Noch nie hatte sie dermaßen flink und fahrig Gärflüssigkeit und Honig in den Brausud gegeben, aber sie war zu aufgeregt, um sich länger als nötig mit etwas zu beschäftigen, das sie davon abhielt, der kleinen Ylvi bei ihren unermüdlichen Gehversuchen zuzuschauen. Hjördis schwoll vor Stolz auf ihre kleine Ziehtochter.
Am Abend, als die Kinder schliefen, setzte sie sich auf die Bank neben Bjarne, nahm seine Hand in die ihre und saß eine Weile schweigend neben ihm.

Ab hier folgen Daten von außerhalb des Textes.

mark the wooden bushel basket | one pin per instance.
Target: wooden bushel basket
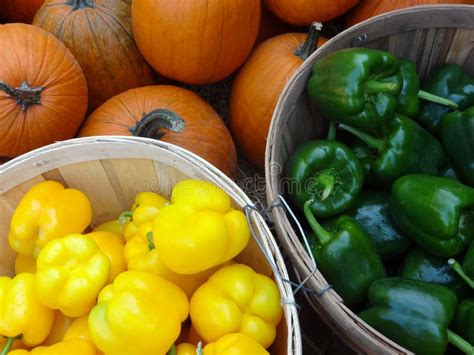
(111, 171)
(429, 35)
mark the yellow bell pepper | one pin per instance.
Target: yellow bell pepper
(71, 272)
(236, 299)
(199, 230)
(144, 209)
(66, 347)
(235, 344)
(25, 263)
(141, 255)
(113, 226)
(186, 349)
(111, 244)
(46, 212)
(21, 311)
(140, 313)
(61, 324)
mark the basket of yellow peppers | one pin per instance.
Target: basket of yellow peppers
(175, 272)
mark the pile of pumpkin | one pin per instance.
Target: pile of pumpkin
(117, 67)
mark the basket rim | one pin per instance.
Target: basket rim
(37, 162)
(285, 232)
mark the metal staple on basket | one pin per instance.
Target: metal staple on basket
(282, 203)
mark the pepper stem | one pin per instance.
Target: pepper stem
(153, 123)
(425, 95)
(151, 243)
(8, 345)
(311, 42)
(332, 131)
(323, 235)
(374, 87)
(460, 343)
(371, 141)
(125, 217)
(460, 271)
(172, 350)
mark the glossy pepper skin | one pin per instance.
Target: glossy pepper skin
(144, 209)
(140, 313)
(236, 299)
(414, 314)
(236, 344)
(112, 245)
(406, 149)
(199, 225)
(457, 136)
(451, 82)
(436, 212)
(346, 257)
(326, 172)
(422, 266)
(71, 272)
(21, 311)
(463, 322)
(67, 347)
(356, 86)
(141, 255)
(46, 212)
(371, 212)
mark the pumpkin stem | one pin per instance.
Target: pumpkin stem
(311, 42)
(80, 4)
(24, 95)
(152, 124)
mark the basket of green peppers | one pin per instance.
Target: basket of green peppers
(386, 196)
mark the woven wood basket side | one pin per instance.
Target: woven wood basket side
(111, 171)
(429, 35)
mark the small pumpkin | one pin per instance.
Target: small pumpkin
(171, 114)
(304, 12)
(43, 92)
(19, 10)
(99, 34)
(198, 41)
(258, 85)
(370, 8)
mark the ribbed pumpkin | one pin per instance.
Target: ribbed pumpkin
(370, 8)
(19, 10)
(258, 85)
(303, 12)
(172, 114)
(198, 41)
(99, 34)
(43, 93)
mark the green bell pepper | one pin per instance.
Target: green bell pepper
(466, 271)
(371, 212)
(457, 136)
(451, 82)
(437, 212)
(463, 322)
(346, 256)
(326, 172)
(407, 149)
(414, 314)
(364, 87)
(422, 266)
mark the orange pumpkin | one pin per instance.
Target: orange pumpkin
(99, 34)
(43, 92)
(198, 41)
(172, 114)
(258, 85)
(303, 12)
(19, 10)
(370, 8)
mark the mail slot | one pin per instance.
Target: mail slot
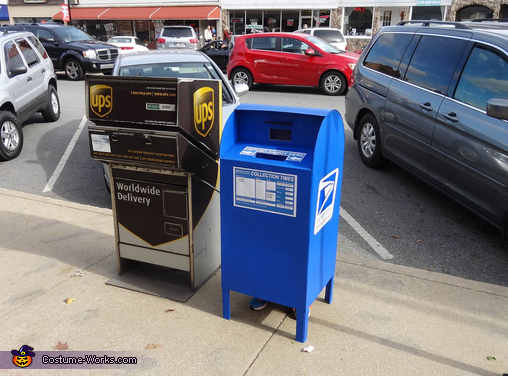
(281, 176)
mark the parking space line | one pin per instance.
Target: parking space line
(374, 244)
(58, 170)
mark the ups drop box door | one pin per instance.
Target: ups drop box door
(153, 216)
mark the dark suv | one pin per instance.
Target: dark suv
(71, 49)
(432, 97)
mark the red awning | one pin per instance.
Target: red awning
(83, 13)
(187, 13)
(144, 13)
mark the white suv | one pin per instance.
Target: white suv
(27, 85)
(178, 36)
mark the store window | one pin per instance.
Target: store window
(290, 21)
(473, 12)
(428, 13)
(387, 18)
(358, 21)
(322, 18)
(271, 21)
(237, 20)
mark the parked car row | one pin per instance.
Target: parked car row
(291, 59)
(71, 49)
(429, 96)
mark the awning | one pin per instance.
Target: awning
(144, 13)
(4, 12)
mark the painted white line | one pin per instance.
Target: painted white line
(65, 157)
(375, 245)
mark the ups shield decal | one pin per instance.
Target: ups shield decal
(101, 99)
(204, 109)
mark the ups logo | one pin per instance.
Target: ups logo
(101, 99)
(204, 110)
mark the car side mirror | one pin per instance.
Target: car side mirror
(311, 52)
(241, 89)
(498, 108)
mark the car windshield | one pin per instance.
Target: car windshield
(196, 70)
(119, 40)
(324, 45)
(71, 34)
(177, 32)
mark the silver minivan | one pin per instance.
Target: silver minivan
(433, 98)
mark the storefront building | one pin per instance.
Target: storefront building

„Bjarne, weißt du, der heutige Tag war etwas ganz Besonderes. Ylvi kann laufen. Sie ist ein kleines Stück erwachsener geworden und das verdankt sie vor allem Dir, weil Du geholfen hast, sie in diesen ersten Monaten ihres Lebens gut zu nähren.“
Der junge Mann drückte Hjördis Hand und legte seinen Kopf an ihre Schulter. „Ylvi ist doch meine Schwester und ich habe meinem Vater versprochen, auf sie zu achten.“ sagte er nur, bevor sie wieder schwiegen.
Bevor Bjarne in dieser Nacht einschlief, richtete er sich noch einmal auf und flüsterte in die Dunkelheit, die nur von der verglimmenden Glut der Feuerstelle unterbrochen wurde „Vater, Jarla, habt Ihr gesehen was Ylvi jetzt kann? Sie ist jetzt schon ein großes Mädchen. Ich habe gut auf sie aufgepasst, so wie ich versprochen habe.“ und als er sich kurz darauf niederlegte, war ihm so, als fühle er ein sanftes Streicheln an seiner Wange. Doch als er die Augen wieder aufschlug, war da niemand.